Look for Another Hawkish Jackson Hole Blast from Powell

The Fed chair, in a Wednesday speech at Brookings, is expected to drive home once again that the central bank is going to continue its relentless tightening.

Federal Reserve Chair Jerome Powell seems poised to do another Jackson Hole on Wednesday afternoon. Meaning, douse recent optimism that the Fed’s interest-rate hikes will taper off and perhaps reverse.

For the last couple of days, investors have displayed concern about Powell’s speech at the Brookings Institution, expecting a hawkish tone that might send stocks lower.
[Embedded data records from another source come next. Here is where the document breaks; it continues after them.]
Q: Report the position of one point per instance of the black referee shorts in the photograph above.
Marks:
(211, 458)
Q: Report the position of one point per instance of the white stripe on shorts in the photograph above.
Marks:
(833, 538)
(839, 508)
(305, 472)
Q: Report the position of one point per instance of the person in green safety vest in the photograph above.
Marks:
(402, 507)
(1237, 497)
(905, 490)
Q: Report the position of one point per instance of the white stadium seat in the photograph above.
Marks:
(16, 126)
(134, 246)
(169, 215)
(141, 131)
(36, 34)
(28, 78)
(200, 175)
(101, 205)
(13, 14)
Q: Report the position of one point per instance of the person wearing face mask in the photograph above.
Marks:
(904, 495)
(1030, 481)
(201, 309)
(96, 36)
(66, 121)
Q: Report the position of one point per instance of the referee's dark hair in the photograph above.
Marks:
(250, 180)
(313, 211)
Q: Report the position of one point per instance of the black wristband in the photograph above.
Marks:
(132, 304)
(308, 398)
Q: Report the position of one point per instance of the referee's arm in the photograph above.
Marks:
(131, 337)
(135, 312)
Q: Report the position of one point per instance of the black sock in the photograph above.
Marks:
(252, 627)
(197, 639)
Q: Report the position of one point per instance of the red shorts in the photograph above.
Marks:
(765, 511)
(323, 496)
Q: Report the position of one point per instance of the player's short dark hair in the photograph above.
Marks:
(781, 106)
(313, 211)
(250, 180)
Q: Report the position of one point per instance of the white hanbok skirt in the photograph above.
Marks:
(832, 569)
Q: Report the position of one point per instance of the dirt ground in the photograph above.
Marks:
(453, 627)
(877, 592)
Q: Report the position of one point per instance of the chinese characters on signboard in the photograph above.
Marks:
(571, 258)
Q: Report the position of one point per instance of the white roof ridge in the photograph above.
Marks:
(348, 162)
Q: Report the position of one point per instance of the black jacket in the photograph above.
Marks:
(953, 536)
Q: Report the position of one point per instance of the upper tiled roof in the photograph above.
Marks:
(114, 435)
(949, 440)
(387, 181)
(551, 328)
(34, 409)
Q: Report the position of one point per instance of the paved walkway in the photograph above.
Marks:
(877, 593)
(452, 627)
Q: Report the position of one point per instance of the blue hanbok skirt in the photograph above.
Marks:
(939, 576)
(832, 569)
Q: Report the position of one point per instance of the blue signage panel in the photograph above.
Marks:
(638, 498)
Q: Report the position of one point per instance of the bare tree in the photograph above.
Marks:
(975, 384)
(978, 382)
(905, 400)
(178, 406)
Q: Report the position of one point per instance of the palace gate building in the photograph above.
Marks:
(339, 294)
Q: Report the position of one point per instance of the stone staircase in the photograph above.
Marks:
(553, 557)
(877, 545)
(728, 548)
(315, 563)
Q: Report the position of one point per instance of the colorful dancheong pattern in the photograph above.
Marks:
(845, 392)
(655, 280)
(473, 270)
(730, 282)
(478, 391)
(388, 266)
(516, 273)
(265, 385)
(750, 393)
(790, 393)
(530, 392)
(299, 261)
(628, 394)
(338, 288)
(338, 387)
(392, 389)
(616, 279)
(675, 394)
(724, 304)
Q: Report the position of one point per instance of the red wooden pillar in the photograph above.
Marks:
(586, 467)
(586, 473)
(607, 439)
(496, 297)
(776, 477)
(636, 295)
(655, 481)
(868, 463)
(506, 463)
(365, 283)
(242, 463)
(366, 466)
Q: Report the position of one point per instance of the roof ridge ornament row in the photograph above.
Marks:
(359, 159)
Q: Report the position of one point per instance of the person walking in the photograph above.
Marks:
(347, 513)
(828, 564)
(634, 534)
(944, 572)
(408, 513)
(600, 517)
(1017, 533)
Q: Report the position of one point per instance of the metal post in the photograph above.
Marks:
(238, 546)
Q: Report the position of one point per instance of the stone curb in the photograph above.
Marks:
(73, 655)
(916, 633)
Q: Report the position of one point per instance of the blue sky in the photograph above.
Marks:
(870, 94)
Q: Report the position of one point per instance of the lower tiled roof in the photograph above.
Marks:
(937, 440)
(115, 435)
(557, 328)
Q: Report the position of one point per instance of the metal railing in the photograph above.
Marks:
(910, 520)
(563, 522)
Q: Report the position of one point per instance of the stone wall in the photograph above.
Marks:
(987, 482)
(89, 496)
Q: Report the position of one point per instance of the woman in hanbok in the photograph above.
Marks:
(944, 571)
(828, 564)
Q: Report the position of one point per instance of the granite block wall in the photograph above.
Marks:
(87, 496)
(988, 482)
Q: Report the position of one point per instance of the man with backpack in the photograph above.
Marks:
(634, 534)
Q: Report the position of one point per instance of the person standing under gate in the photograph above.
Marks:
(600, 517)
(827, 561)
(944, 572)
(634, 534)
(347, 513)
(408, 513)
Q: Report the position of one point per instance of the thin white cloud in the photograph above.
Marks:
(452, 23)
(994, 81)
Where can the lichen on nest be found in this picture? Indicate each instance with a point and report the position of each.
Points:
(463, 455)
The S&P 500, which has dipped over the past two trading days this week after rising last week, could be in for another slump following Powell’s speech at Brookings.

Powell last gave investors a cold bath in his remarks at the Kansas City Fed’s annual policy forum in Jackson Hole, Wyoming, in August. On that occasion, he signaled that the U.S. central bank was likely to continue its tightening campaign and leave rates elevated for a while to push down high inflation. The index, which had been going up, promptly lost 6% over the next few days.
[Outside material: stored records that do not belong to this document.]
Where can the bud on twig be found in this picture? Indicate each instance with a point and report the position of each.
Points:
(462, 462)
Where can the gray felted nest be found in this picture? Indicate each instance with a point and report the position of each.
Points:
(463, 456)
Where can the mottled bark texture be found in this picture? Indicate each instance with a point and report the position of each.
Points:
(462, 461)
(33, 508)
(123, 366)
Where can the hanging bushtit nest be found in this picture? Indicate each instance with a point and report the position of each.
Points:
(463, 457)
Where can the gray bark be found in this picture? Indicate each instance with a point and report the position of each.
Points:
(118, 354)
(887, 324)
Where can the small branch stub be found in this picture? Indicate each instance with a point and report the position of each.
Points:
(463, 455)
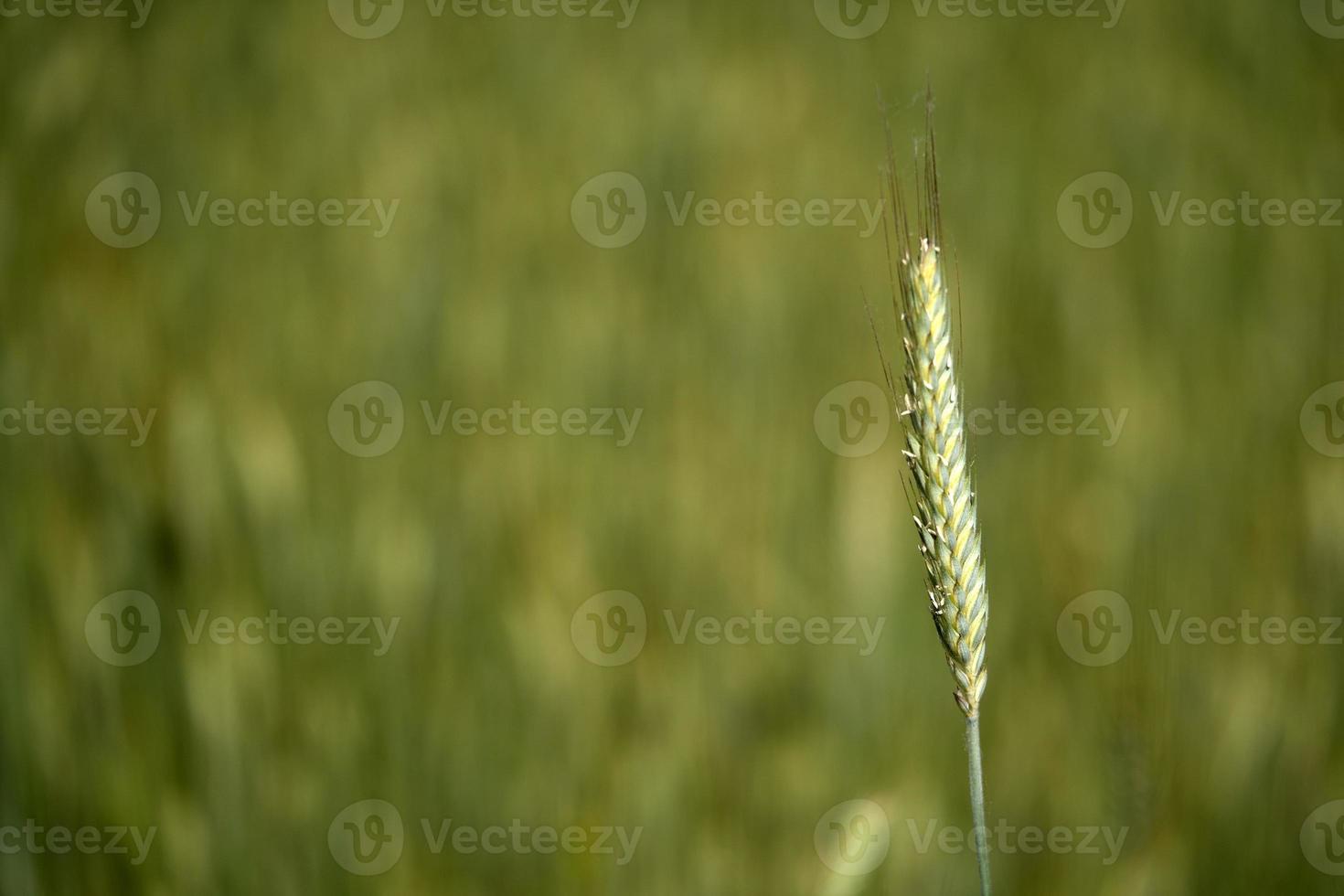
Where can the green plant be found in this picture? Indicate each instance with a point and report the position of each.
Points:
(940, 491)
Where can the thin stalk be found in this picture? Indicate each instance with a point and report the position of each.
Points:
(977, 802)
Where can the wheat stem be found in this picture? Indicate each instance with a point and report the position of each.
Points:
(977, 802)
(928, 400)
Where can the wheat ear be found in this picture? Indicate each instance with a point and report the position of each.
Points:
(940, 491)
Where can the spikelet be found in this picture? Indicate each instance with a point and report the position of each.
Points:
(928, 400)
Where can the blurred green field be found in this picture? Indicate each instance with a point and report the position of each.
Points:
(1215, 497)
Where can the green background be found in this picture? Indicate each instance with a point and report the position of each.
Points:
(1212, 501)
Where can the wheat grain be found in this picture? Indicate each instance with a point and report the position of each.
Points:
(928, 400)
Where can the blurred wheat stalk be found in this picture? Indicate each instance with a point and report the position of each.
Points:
(938, 488)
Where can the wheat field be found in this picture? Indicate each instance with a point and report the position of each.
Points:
(454, 460)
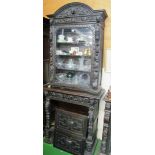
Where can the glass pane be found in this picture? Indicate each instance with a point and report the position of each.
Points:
(73, 56)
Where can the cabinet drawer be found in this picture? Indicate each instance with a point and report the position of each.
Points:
(72, 122)
(69, 143)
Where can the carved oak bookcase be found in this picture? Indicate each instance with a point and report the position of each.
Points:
(74, 91)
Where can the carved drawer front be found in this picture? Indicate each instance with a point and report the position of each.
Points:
(72, 122)
(69, 143)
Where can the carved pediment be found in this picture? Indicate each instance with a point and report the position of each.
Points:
(74, 10)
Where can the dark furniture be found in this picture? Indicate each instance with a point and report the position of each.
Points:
(74, 91)
(76, 46)
(46, 49)
(106, 137)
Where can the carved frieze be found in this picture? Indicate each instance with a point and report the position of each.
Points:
(85, 101)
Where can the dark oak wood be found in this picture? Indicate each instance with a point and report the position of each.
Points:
(71, 111)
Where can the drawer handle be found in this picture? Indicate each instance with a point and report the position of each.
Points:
(71, 122)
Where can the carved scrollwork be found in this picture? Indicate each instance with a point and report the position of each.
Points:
(74, 9)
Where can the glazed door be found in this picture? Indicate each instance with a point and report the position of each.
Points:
(73, 56)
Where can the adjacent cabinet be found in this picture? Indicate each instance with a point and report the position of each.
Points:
(73, 93)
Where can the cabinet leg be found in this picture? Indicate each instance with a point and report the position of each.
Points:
(90, 141)
(48, 118)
Doves have taken heart last week from the release of the Fed policymaking panel’s minutes of its November meeting. The minutes stated that the Fed might soon moderate the pace of rate boosts, with a half-point increase at its December meeting. Many investors took that to mean the Fed’s rate escalation was near or at an end.

After the last four increases at a 0.75-point rate, “a substantial majority of participants judged that a slowing in the pace of increase would likely soon be appropriate,” according to the minutes.

Several Fed officials, such as St. Louis Fed President James Bullard and Fed Vice Chair Lael Brainard have given hawkish speeches in recent days, seeming to pave the way for Powell’s Brookings appearance.

“They are all setting the stage for a hawkish performance from Chairman Powell on Wednesday, despite the step-down in the pace of rate hikes,” wrote Mike O’Rourke, chief market strategist at JonesTrading, in a client note, per Bloomberg.